Attempts to stimulate innovation can take two guises. ‘Push’ incentives pay for research inputs by funding or rewarding R&D efforts, regardless of whether they produce useable products.  The funder bears the risk in this case.  ‘Pull’ incentives, in contrast, reward only successful R&D efforts, i.e., those that produce useable products.  The challenges of pull incentives are:  determining how great the reward must be; how to divide the reward among the first and subsequent products; determining what constitutes an approvable product; and the chance that politicians may change the rewards after companies have made substantial R&D investment.

Table 2. Examples of push, pull and hybrid incentives
Type of Incentive Incentive
Pull Advance market commitments (AMC)
Priority review vouchers (PRV) and the fast track option (FTO) variation of PRV Patent extensions
Transferable Intellectual Property Extensions
Push Product development partnerships (PDPs)
Tax incentives
Direct funding of R&D
Funding and regulatory support for pre-competitive consortia
Hybrid Orphan drug legislation
Vaccines and drugs to counter chemical, biological, radiological and nuclear (CBRN) threats, including Project BioShield

The authors argue that push incentives are best at overcoming scientific hurdles, while pull incentives best address commercial considerations.  They propose a hybrid of the two, noting that mixes of push and pull have been successful, for example, in encouraging the development of orphan drugs.

Recommendations

Two types of ‘pull’ incentives are favoured by the authors.  The first links higher prices to conservation, i.e., appropriate use. This requires both accepting that tight controls over use will be necessary and increasing the use of point-of-care diagnostics to better target antimicrobial use.   Developing and making available effective diagnostics, then, is an essential part of the approach, one that raises its own set of challenges.

To counter payers’ concerns about prices, the authors argue, HTA assessments must explicitly take into account the growing costs of AMR; pricing and reimbursement decisions also should be accelerated to ensure the earliest possible market use, an issue particularly important in the EU.  Any policy should include some of the components of other successful programmes, particularly mechanisms for clarifying regulatory review/approval requirements and, possibly, patent extension.

The second type of ‘pull’ incentives recommended by the authors increase the likelihood of profitability once the product reaches the market.  This includes, first, an Advance Market Commitment (AMC) ‘in the form of a cash “prize” for registration of a product meeting pre-agreed AMR specifications’.  The AMC would be important particularly for products likely to experience low immediate use, the authors state.  It would need to be structured to enable ‘follow on’ products to achieve a return sufficient to encourage development. Moreover, the winner also may need to accept that the product might be held in a strategic antibiotic reserve.

The second profitability incentive might be a transferable intellectual property extension that could be traded, i.e., assigned to another product, one with a larger market.  The authors point out, however, that this approach is likely to meet with opposition and estimating the value of such an extension poses a practical problem.

Accompanying ‘push’ incentives recommended by the authors include a Product Development Partnership (PDP), particularly to fund earlier stage R&D, as well as accelerated market access and tax breaks for early stage R&D.  ‘Push initiatives,’ they note, ‘would reduce the required size of the pull initiatives’.

Because the challenge is global, the response must global.  The authors suggest that this include: cooperation between the US and Europe to provide complementary incentives and share the burden, and to explore and resolve regulatory issues.
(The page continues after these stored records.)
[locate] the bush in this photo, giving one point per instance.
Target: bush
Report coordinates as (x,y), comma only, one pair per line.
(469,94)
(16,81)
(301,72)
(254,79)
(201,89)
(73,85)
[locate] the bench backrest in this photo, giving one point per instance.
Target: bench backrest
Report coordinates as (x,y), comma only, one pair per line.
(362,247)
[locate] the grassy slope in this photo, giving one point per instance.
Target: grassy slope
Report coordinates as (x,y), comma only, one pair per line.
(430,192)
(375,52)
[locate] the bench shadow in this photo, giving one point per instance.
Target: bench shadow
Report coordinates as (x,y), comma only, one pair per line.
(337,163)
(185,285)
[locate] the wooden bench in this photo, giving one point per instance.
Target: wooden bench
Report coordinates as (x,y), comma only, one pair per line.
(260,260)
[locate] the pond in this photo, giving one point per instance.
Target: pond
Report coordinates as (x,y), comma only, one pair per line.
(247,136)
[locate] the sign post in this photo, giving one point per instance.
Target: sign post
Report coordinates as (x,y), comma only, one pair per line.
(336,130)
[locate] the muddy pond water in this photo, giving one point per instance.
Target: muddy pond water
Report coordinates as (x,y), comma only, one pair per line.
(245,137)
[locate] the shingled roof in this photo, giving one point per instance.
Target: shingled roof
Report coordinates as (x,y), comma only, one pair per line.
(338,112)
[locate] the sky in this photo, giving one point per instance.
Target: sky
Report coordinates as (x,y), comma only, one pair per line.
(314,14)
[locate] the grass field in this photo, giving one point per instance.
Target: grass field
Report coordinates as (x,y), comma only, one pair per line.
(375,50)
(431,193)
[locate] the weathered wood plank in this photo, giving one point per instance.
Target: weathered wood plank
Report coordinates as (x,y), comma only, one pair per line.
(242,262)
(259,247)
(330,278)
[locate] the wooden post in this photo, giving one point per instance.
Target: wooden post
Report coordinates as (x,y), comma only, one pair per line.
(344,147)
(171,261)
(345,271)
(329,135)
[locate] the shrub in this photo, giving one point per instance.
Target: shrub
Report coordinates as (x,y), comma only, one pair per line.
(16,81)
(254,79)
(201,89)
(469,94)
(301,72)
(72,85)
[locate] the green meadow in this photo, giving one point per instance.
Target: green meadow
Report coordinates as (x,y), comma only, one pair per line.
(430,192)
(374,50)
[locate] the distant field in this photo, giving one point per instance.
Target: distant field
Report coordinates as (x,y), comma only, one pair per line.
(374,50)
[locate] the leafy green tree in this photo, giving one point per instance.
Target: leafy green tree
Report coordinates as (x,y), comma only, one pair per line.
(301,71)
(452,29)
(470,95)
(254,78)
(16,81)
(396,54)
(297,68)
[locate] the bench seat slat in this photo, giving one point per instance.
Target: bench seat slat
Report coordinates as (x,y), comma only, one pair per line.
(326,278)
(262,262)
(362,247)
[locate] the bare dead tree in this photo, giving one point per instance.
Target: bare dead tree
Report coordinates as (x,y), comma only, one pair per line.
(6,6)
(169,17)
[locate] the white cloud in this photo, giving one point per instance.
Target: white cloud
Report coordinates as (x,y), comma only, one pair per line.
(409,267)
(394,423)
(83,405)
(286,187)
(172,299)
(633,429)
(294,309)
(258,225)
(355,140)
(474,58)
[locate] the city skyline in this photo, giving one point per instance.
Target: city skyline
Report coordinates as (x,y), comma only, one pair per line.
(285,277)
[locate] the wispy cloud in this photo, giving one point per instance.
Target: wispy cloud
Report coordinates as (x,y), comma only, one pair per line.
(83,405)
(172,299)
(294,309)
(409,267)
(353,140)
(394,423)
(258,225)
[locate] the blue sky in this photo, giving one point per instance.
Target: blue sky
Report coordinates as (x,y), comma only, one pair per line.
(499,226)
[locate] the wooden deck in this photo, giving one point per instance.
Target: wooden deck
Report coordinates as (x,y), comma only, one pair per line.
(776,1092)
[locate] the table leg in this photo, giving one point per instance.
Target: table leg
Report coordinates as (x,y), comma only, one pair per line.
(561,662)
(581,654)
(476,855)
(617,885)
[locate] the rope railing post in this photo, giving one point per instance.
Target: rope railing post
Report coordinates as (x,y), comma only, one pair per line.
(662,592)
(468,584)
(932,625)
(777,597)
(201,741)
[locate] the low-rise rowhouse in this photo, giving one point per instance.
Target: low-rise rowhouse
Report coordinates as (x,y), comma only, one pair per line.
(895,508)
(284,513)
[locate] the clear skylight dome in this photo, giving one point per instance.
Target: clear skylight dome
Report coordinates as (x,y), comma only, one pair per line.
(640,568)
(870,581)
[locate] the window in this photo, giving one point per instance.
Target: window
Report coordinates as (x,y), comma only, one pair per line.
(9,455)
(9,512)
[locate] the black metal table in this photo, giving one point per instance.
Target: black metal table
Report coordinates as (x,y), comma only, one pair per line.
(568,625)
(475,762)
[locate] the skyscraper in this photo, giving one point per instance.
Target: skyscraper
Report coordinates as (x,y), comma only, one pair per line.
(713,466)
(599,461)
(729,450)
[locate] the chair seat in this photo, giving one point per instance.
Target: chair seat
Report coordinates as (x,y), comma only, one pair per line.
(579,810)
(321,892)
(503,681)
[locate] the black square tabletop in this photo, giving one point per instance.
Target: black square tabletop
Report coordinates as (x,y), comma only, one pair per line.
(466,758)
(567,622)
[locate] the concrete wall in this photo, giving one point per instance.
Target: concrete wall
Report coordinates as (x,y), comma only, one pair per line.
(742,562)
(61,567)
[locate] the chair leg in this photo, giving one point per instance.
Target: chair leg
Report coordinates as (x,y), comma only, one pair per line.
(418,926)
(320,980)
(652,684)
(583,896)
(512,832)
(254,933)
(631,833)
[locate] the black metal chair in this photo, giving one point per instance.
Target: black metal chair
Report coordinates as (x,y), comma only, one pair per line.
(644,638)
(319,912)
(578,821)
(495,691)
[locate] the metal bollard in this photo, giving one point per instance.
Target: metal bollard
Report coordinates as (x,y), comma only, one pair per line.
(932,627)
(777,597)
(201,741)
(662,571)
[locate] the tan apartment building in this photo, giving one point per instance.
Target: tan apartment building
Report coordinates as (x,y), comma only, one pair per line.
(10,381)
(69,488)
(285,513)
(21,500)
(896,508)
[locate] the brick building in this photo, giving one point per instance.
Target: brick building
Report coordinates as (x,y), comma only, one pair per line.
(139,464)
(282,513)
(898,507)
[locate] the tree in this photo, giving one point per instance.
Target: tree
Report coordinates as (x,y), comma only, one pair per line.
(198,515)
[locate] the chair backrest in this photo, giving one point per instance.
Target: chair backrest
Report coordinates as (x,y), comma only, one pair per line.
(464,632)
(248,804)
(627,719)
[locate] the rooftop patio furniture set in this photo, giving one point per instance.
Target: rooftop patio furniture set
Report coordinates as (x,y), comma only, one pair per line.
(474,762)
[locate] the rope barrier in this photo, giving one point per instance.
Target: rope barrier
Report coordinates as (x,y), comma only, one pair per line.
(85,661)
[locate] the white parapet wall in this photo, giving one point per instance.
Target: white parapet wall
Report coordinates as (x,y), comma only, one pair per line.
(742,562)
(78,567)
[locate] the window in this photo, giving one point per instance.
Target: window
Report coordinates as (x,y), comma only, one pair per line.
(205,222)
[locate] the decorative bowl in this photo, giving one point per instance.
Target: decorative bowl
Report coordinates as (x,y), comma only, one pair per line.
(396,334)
Conservation efforts and access are global issues and so must draw in global actors.  ‘Achieving multi-stakeholder agreement to constrain antimicrobial use will not be easy but it is an essential complement to the successful incentivisation of R&D for new drugs to tackle AMR’, the authors conclude.


*Towse, A. and Sharma, P. (2011) Incentives for R&D for New Antimicrobial Drugs. International Journal of the Economics of Business. 18(2), 331-350.